Flora looked up at him. His eyes, questioning and kind, made her heart thump. “Did she tell you what happened? To her horse Bane?”

“Yes,” he said, “a terrible accident, but not your fault. She doesn’t blame you.”

“It seemed like she did. I can’t… I can’t work for someone who thinks I killed one of her horses, Ethan. She’s so…”

“I know. I know she’s difficult,” he said, closing his eyes. Then, he took her hand. His own hand was soft and cool, and calmed her. “She’s difficult because…” He took a ragged breath. “She’s sick, Flora. She’s very sick. She was never an easy woman to get along with, but she was, at least, vibrant. Now…” He looked up at the painted ceiling of the bus, closed his eyes again. “Now she’s so angry. Angry at the world, angry at me, angry at everything. It’s not you, Flora, that she’s angry about. You have to understand.”

Flora nodded.

“She can’t run the farm without you. I can’t help her. I’m allergic to horses. Did you know that?”

They both laughed, a quiet, sad laughter.

“She is so determined, so independent, but she just can’t do it. She’s weak, and she’s getting weaker every day. One day—” He seemed unable to continue.

One day, Flora thought, Sylvia would die.

“What do you want from me?” Flora asked, looking up at him, and she tried to tell him with her eyes how much she cared for him. “I can’t… if Sylvia hates me, doesn’t want me there, I can’t work at Rainshadow.”

“She doesn’t hate you,” Ethan insisted. “I’ve made her promise that if you come back, she must be kind to you.”

“I don’t know,” Flora said. “I’ve applied for another job.”

“Where?”

“As a policeman,” Flora said, laughing in a sort of self-deprecating way. “Mounted police.”

“Oh,” said Ethan, his elegant eyebrows peaking in surprise. “That might be a wonderful job for you. But they wouldn’t need you like Sylvia needs you. Like I need you.”

Flora looked up at him. What was he really asking her?

“Ok,” she said. “Until I hear back from this other job, at least.”

“That sounds fair to me,” Ethan said, and gave her hand a squeeze. “And… I’ll drive you home from now on, ok? Until you can get a car? You just have to wait for sunset when I’m off of work.”

“I don’t mind walking.”

“We’ll see.”

As soon as Ethan left, her mother was on her.

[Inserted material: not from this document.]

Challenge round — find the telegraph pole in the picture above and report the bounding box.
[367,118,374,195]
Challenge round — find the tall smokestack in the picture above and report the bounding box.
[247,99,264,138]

“That’s your employer?” Her mother scoffed. “I imagined some older couple. You said?—”

“I didn’t say anything,” Flora snapped. “You assumed.”

“He looks rich!” Maureen said, a greedy glint in her eye.

“Yes, he is, and he pays me well.” Flora knew she shouldn’t have said it, that it would only make her mother’s wheels spin, but she couldn’t help it. She wanted to brag. She wanted to make her mother jealous.

“Could be better, maybe,” Maureen said. “Do they need any more help? Maybe to clean?—”

“No!” Flora snapped, putting her hands to her ears. “Leave me alone, Mom!”

Maureen didn’t leave her alone. She followed her. “A man like that knows people, has connections.”

“Connections to what? What are you talking about?”

“Other work, other people, opportunities…” Her mother was spinning with ideas about how she could get money, more and more money, without having to work. She was always like this when she saw an opportunity.

Her mother, Flora realized, lived in a fantasy world where someone else would always come along and save her. She rolled her eyes and pushed past her into the back of the bus.